Will ‘Diamond’ in a rough traffic spot be the solution?

By on December 6, 2017

Planned ‘Diverging Diamond Interchange’ at Route 322/222 interchange to add five traffic signals between the current lights at Walmart and Hahnstown Road.

Oblivious to the 40 yards behind her, the driver of a late-model Honda mini-van made a courtesy stop at 7:45 a.m. Monday in the left-hand, westbound lane of Route 322.

The driver created a three-car length gap hoping to grant access for Route 322 eastbound traffic to squeeze across two lanes onto Route 222 north toward Reading.

Meanwhile, unremarkable havoc ensued as back-logged drivers jockeyed to establish lane positions in the westbound Route 322 lanes — flooded from traffic bleeding off the intersection of Hahnstown Road and Route 222 exit ramp.

“While people think they’re being courteous, it is illegal to stop the flow of traffic,” Rob Wills, design project manager from Whitman, Requardt & Associates, told curious guests who accepted PennDOT’s invitation to the Nov. 30 open house discussion on reconstruction of the Route 322 and 222 interchange.

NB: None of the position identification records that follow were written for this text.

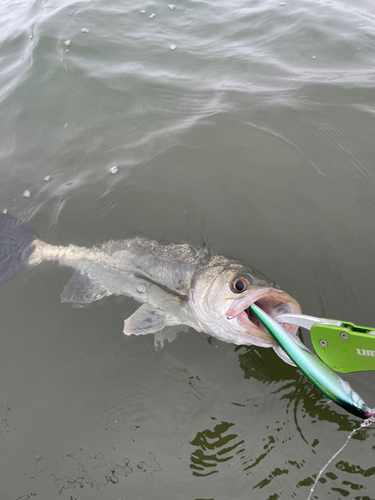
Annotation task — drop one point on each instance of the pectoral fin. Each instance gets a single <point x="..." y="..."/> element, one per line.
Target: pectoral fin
<point x="82" y="289"/>
<point x="146" y="319"/>
<point x="283" y="355"/>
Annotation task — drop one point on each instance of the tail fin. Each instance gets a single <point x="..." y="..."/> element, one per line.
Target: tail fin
<point x="15" y="247"/>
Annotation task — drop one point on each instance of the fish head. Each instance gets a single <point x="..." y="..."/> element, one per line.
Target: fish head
<point x="221" y="295"/>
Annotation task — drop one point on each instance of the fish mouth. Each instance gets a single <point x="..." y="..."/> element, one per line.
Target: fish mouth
<point x="272" y="301"/>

The interchange, a rush-hour nightmare and a safety hazard due to the crossing-lane traffic pattern, became of interest years ago to PennDOT, which began an in-depth study to solve the problem in 2016.

The result is a planned Diverging Diamond Interchange (DDI), which PennDOT officials and engineering experts unveiled Thursday at Ephrata Pioneer Fire Company.

Also called a “double crossover diamond interchange,” the design leads the two directions of traffic on the non-freeway road (Route 322) to cross to the opposite side on both sides of the bridge at the Route 222 freeway. Eastbound Route 322 traffic would swing left at the light and westbound traffic will loop right at the intersection east of the Walmart entrance.

The change would create direct merge lanes onto Route 222 in both the north and south directions from the east and west lanes of Route 322.

David Fratangeli, PennDOT project manager, said the $7 million improvement wouldn’t begin for about two years and will require 12 to 18 months to complete.

The plan calls for adding five traffic signals between the current signals at Walmart and Hahnstown Road.

“Basically we’re adding two signals at your cross-over location and a couple signals at the ramps as well,” Fratangeli said. “But all of these signals are going to be connected and coordinated with each other which should help the flow a little better.”

The crossover signal areas, which resemble a “figure eight” according to some attending the meeting, also form a diamond shape according to PennDOT.

“I’ve driven these types of roads and it feels like you’re driving in a foreign country because you’re driving on the opposite side of the road,” said Bill Zimmerman of Ephrata.

Wills noted that while the DDI traffic patterns are contrary to intuitive driving processes, barriers will block the view of opposite traffic lanes and drivers won’t even realize they’ve switched sides.

“If you’ve driven through (a DDI) you probably couldn’t tell that you were driving on the opposite side of (typical) traffic.”

More than 50,000 vehicles travel through that area on Route 222 each day, above a section of Route 322 which handles 20,000-plus vehicles per day, according to PennDOT.

The new design will create more space and possibly curb congestion though residents noted a change is required to address the backups created when Route 322 eastbound traffic suddenly shifts to a single lane in front of the Arby’s restaurant.

Fratangeli said 50 percent of crashes at the interchange occur from left-turn crossing traffic —often when motorists, such as the Honda mini-van driver on Monday, entice drivers to cross blindly into right-lane of westbound Route 322 traffic.

So, what would a year-plus detour look like between November 2019 until say January 2021?

“We did not get into the traffic control yet,” Fratangeli said. “You are crossing over and there’s going to be reconstruction underneath the (Route 222) bridge.”

There’s also overlay and “median-type” work required, he said.

“I think the majority can be done without causing too much impact on the people but we’ll probably figure that out during the second half of 2018.”

The public peppered the plan was peppered the plan with both optimism and skepticism.

On the Ephrata Review’s Facebook page, Nancy Friton noted that Sarasota Florida installed a similar design.

“Understanding the concept was impossible,” she wrote. “The finished “high traffic area” merging diamond is wonderful and very easy to use.”

Nikki Haney said she has driven through diverging diamonds in Kentucky.

“They make it so much smoother and safer. It takes some getting used to, but they’re great,” she shared.

Dennis J Knepp offered perhaps the most unique perspective on the crossover traffic system touching on the Plain community’s use of Route 322.

“The horses are going to be so confused,” he noted.